Kapolda Metro Jaya Irjen Pol Muhammad Fadil Imran mengaku darahnya mendidih melihat aksi penagih hutang atau debt collector yang membentak dan memaki anggota Polri.
Melihat aksi semena-mena para debt collector, Fadil menugaskan para anggotanya untuk menindak tegas para preman yang ada di Jakarta.
"Darah saya mendidih, ketika lihat anggota dimaki-maki. Enggak ada lagi tempatnya, preman di Jakarta," kata Fadil dalam unggahan video Instagram pribadinya, dikutip Rabu (22/2/2023).
Lebih lanjut, Fadil meminta kepada para anggotanya untuk memastikan tidak ada lagi menggunakan kekerasan dalam pekerjaannya.
"Jangan mundur, sedih hati saya itu. Yang 'debt collector' macam itu, jangan biarkan, lawan, tangkap, jangan pakai lama," tegasnya.

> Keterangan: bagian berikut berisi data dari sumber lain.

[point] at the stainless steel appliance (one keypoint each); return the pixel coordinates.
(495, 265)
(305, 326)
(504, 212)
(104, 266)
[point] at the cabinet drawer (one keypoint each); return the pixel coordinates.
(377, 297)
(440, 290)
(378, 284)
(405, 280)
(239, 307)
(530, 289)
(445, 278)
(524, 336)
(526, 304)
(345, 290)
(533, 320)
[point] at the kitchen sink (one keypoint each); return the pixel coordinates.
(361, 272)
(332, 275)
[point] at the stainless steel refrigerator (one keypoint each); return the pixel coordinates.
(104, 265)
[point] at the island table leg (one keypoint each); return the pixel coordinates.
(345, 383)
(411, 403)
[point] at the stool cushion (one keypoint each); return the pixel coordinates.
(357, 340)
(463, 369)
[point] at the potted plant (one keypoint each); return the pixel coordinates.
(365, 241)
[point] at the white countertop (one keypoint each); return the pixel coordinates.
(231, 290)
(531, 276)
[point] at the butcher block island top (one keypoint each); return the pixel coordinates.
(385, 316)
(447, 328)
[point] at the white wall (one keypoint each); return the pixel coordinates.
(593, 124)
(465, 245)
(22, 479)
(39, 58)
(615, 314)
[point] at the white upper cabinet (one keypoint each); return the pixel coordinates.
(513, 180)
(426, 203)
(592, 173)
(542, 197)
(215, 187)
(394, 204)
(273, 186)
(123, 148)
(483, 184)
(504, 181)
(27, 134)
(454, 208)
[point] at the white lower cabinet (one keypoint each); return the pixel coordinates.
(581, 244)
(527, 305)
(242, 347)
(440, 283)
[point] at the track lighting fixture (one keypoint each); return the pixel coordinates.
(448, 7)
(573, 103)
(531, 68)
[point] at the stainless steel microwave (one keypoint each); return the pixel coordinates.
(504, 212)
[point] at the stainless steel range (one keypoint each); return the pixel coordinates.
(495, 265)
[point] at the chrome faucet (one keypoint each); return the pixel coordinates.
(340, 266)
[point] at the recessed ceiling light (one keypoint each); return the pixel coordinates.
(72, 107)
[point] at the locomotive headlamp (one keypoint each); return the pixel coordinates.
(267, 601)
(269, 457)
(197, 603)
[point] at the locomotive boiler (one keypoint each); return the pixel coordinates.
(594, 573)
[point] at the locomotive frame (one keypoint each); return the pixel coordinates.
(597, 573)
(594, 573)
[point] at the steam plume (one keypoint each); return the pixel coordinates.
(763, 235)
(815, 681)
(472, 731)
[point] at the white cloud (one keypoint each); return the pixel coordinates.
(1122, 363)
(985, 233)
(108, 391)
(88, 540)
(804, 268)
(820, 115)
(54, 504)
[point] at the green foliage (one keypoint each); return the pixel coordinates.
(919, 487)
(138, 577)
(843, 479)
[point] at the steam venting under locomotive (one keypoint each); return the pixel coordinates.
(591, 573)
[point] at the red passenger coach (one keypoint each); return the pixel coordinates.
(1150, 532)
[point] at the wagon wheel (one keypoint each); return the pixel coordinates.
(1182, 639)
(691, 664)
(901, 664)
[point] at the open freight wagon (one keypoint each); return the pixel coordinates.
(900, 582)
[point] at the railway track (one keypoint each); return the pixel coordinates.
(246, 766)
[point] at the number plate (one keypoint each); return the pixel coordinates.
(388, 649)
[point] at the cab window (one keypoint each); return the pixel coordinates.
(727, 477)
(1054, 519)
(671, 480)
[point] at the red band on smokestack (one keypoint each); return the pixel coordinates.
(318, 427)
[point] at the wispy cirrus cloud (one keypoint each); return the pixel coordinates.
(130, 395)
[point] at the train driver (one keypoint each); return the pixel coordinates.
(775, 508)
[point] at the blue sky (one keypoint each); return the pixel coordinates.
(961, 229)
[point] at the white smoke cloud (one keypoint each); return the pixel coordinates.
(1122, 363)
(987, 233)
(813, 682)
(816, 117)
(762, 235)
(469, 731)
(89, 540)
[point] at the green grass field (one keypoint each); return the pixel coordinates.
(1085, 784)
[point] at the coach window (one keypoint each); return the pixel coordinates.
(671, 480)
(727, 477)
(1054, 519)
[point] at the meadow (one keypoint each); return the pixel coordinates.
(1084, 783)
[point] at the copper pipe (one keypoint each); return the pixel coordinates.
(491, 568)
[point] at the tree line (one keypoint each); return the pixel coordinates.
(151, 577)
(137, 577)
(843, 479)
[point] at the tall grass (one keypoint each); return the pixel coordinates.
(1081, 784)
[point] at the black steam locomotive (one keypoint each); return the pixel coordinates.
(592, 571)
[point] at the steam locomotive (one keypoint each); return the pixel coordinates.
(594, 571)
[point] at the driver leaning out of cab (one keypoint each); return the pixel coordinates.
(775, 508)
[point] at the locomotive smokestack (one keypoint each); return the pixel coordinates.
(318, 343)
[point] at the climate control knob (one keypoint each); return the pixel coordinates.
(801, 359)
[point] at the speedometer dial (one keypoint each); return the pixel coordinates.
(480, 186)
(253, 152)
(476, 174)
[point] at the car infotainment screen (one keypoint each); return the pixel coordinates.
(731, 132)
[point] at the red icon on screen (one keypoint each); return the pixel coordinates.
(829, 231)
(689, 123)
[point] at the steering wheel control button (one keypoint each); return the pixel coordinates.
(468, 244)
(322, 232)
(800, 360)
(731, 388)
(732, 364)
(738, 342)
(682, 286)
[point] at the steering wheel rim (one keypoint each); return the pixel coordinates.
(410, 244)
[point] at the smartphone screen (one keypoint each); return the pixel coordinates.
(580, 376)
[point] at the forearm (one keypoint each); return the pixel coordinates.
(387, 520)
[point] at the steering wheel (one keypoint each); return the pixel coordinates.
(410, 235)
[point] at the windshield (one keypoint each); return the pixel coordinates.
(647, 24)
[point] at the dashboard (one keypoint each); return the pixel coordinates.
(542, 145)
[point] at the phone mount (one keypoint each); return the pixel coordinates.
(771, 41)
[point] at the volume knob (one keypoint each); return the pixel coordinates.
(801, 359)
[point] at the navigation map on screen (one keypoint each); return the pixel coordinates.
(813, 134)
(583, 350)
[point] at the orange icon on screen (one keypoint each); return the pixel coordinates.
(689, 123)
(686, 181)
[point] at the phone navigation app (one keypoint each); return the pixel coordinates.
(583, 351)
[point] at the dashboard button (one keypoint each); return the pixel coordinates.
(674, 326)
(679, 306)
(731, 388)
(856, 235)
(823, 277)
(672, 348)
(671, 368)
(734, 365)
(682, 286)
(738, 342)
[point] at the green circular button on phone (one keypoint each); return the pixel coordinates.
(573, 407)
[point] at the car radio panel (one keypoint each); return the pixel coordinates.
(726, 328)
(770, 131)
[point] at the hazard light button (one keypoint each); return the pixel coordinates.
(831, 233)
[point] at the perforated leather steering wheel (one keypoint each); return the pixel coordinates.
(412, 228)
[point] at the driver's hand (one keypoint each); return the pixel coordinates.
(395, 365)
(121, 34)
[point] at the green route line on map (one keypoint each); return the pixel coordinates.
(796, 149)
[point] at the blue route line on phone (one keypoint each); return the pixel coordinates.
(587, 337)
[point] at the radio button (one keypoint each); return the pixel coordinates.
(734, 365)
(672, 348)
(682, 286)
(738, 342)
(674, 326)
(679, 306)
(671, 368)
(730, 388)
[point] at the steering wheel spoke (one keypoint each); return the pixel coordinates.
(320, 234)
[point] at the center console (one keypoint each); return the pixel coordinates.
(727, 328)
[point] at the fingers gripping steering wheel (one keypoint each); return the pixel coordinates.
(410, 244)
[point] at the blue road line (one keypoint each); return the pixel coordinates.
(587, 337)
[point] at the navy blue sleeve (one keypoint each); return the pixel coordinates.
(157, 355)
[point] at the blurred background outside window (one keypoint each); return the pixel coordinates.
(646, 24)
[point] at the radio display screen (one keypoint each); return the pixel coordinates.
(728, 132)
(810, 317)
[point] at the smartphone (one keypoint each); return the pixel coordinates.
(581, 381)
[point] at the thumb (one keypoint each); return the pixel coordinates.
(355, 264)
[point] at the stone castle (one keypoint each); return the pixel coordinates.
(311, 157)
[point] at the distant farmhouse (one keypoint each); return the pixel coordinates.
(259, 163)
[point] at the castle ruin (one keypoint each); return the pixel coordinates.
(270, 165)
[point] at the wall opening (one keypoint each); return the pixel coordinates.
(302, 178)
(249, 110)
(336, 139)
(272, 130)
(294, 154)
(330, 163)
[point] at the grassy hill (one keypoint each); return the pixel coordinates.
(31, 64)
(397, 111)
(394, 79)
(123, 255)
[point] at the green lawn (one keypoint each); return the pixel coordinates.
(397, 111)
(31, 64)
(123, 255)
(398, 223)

Peristiwa yang disoroti Kapolda tersebut adalah video viral pada kasus penarikan mobil secara paksa yang dialami oleh selebgram TikTok Clara Shinta.
Dalam video tersebut terlihat Clara Shinta bersama seorang petugas Bhabinkamtibmas (Bhayangkara Pembina Keamanan dan Ketertiban Masyarakat) Aiptu Evin dibentak dan dimaki oleh sejumlah "debt collector" karena tidak mau mengikuti arahan petugas.
Dalam kronologinya Clara Shinta menjelaskan kasusnya berawal, pada saat sopir keluarganya dihampiri oleh sejumlah penagih utang ketika tiba di parkiran apartemen yang dihuninya di Jakarta Selatan pada 8 Februari 2023.
Lalu penagih utang tersebut langsung merampas kunci mobil dengan alasan pemilik kendaraan menunggak pembayaran cicilan. Padahal, menurut Clara mobil tersebut dia beli dengan tunai.
Belakangan diketahui ternyata BPKB mobil tersebut digadaikan oleh mantan suaminya untuk sebagai jaminan pinjaman sejumlah uang.